We developed a simple, semiautomated protein crystallization system. The system performs crystallization-condition-screening experiments using commercial solution kits and crystallization plates. It is capable of dispensing a minimum of one microliter of protein solution into a protein well and a maximum of one milliliter of a mother liquor into a reservoir with high reproducibility using two syringes of different sizes. Several new instruments effective in preventing evaporation of solutions, a surface sensor of solutions, and a tube-holder box for solution kits are introduced.

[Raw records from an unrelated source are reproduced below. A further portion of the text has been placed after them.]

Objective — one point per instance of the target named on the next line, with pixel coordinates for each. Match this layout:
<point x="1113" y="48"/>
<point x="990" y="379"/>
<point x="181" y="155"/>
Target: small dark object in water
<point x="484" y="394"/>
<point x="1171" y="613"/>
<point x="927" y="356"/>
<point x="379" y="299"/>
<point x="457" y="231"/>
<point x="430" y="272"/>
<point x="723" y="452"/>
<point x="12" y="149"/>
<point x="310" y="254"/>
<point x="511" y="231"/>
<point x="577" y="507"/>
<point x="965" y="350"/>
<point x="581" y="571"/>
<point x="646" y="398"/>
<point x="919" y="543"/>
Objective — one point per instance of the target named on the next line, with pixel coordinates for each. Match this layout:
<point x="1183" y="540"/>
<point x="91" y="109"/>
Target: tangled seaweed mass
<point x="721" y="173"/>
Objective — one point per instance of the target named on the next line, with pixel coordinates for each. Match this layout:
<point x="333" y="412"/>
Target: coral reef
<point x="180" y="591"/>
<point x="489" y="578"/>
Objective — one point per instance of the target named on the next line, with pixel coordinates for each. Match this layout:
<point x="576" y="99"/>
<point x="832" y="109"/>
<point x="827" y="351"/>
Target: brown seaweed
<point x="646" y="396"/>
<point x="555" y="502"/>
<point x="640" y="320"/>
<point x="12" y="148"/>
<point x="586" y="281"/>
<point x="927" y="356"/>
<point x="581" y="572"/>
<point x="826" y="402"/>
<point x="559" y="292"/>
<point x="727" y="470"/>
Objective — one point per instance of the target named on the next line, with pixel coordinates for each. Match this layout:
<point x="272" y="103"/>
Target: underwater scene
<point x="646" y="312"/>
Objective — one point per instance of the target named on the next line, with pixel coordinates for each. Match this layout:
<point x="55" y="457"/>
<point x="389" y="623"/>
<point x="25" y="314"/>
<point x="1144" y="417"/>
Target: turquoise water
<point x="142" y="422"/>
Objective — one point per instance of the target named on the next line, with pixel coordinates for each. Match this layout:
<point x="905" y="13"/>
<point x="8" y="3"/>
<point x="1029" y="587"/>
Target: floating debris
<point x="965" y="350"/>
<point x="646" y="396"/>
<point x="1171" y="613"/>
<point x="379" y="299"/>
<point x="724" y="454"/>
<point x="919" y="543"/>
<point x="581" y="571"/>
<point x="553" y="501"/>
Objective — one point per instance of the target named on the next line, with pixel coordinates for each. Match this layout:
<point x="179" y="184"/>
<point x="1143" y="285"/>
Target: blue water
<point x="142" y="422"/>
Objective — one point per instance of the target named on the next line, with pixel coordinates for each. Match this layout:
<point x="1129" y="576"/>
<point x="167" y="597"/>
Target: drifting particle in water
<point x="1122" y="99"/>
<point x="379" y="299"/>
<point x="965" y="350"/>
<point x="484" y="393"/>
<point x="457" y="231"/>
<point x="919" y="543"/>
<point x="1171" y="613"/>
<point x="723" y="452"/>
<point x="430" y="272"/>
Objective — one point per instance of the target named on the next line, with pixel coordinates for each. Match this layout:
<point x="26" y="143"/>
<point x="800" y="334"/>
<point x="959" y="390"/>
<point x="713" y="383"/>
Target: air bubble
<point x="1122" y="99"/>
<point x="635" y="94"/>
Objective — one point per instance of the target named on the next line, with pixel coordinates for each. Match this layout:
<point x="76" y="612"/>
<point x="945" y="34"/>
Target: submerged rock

Novel and Simple Screening Methods for Protein Crystallization by Vapor Diffusion Rate Control

We investigated the effect of the vapor diffusion rate on the refinement of protein crystals. The reservoir volume, drop-to-reservoir distance, and air space were altered to change the vapor diffusion rate using a very dense insoluble liquid and specific crystallization plates. The experimental results reveal that the drop-to-reservoir distance and air space have a more significant effect on crystal growth than the reservoir volume. We propose new simple and useful methods for screening protein crystal growth conditions based on vapor diffusion rate control.

New Practical Technique for Protein Crystallization with Floating and Stirring Methods

We previously developed an effective method for growing large, high-quality protein crystals. The method, which we call the floating and stirring technique (FAST), enables us to grow crystals on an insoluble and very dense liquid without contacting the growth vessel, and to stir a protein solution mildly. Our newly designed technique, Micro-FAST, makes FAST suitable for practical use. Micro-FAST enables us to reduce the sample volume and is applied to the vapor diffusion technique. Crystals grown by Micro-FAST demonstrated excellent X-ray diffraction with high resolution.

Pre-Stirring Promotes Nucleation of Protein Crystals

We examined the effect of stirring solutions before protein crystallization, which we call pre-stirring. We previously demonstrated that stirring the protein solution continuously promotes the effective growth of protein crystals. The continuous stirring prevents excess spontaneous nucleation and accelerates the growth of protein crystals. Subsequently, we found another effect of stirring solutions, when the stirring was discontinued. The crystallization of hen egg white lysozyme by vapor diffusion revealed that the nucleation time was determined by how the protein solution was stirred. Pre-stirring reduced nucleation time, but continuous stirring made it longer than that achieved under the nonstirred (conventional) condition. These results indicate that ideal pre-stirring promotes crystal nucleation, while continuous stirring prevents it. The choice of a stirring technique will thus enable us to precisely control the nucleation of protein crystals.